Il convient également d'apprécier ces indices au regard de l'évolution, dans le temps, de la situation auprès du consulat ou de l'ambassade. Ainsi, des démarches figées, sans aucune évolution favorable auprès des autorités consulaires, auront nécessairement pour effet de durcir l'appréciation des conditions de l'article L. 742-5 3° du CESEDA.

En l'espèce, la Cour constate que dans le cas de M. [V] [B], les démarches consulaires ont été initiées auprès des autorités irakiennes par courriel du 16 mai 2024 (p. 43).
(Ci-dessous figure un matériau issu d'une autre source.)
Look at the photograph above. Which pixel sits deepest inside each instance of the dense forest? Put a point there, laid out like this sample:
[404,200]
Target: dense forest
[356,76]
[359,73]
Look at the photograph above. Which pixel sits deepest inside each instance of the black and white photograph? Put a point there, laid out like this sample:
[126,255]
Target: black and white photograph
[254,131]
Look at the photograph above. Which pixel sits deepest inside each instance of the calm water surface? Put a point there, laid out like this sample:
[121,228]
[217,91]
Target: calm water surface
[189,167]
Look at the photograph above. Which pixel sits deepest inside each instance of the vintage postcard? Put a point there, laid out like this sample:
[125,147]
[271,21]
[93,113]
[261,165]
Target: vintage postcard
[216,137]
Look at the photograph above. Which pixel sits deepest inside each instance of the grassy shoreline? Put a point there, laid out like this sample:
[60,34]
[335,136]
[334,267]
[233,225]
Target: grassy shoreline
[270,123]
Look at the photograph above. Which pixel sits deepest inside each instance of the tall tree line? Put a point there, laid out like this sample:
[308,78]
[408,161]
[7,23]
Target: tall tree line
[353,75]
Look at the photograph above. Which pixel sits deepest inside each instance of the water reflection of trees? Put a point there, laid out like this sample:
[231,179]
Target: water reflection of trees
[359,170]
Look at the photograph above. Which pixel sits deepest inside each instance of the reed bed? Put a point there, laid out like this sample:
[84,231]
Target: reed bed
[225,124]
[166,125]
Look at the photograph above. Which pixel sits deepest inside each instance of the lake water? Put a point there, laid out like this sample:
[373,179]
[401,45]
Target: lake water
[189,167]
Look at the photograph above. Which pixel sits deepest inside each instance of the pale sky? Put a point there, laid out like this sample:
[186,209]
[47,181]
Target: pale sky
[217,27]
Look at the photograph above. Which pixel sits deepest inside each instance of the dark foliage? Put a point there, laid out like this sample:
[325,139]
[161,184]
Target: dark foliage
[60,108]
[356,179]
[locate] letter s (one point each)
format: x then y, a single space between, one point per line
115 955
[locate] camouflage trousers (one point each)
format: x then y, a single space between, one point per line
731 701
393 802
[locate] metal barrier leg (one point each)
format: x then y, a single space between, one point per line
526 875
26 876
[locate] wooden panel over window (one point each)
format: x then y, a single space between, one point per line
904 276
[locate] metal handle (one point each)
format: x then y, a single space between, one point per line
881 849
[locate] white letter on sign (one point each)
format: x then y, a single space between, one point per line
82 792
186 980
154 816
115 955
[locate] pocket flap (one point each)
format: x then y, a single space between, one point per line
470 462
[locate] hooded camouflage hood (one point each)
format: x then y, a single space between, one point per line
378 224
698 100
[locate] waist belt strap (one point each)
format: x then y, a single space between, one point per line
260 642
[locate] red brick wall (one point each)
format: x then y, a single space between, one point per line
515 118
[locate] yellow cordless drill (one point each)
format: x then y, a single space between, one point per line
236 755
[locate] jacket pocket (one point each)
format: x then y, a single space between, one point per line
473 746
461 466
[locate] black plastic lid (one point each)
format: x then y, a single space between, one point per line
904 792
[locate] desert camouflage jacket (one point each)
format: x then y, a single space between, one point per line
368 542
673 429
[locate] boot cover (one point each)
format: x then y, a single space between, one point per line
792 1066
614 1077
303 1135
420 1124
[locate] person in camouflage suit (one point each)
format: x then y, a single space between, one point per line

Par courriel du 28 mai 2024 (p.53), le consulat d'Irak a proposé un rendez-vous consulaire le 6 juin 2024 à midi. Cette audition s'est bien déroulée, mais M. [V] [B] a refusé « d'exprimer le moindre mot », pour reprendre les propos du représentant consulaire irakien dans ses courriels des 6 et 13 juin 2024 (p. 56 et 57).

En parallèle, un agent du centre de rétention administrative d'[Localité 2] a signalé le 11 juin 2024 aux services préfectoraux que d'après le son de la voix de l'intéressé et l'intonation qu'il utilise, il est probable qu'il soit de nationalité algérienne (p. 60).

Les autorités de ce pays étaient donc saisies à compter du 19 juin 2024, par courriel auquel étaient joints la lettre de saisine consulaire, les empreintes dématérialisées, la photographie et l'attestation de la cellule d'aide à l'éloignement du CRA d'[Localité 2]. Une relance était ensuite adressée le 27 juin 2024 (p. 62), puis le 22 juillet 2024 (p. 67), et un envoi du dossier complet par courrier recommandé avec accusé de réception était ensuite adressé le 23 juillet 2024 (p. 72 et 73).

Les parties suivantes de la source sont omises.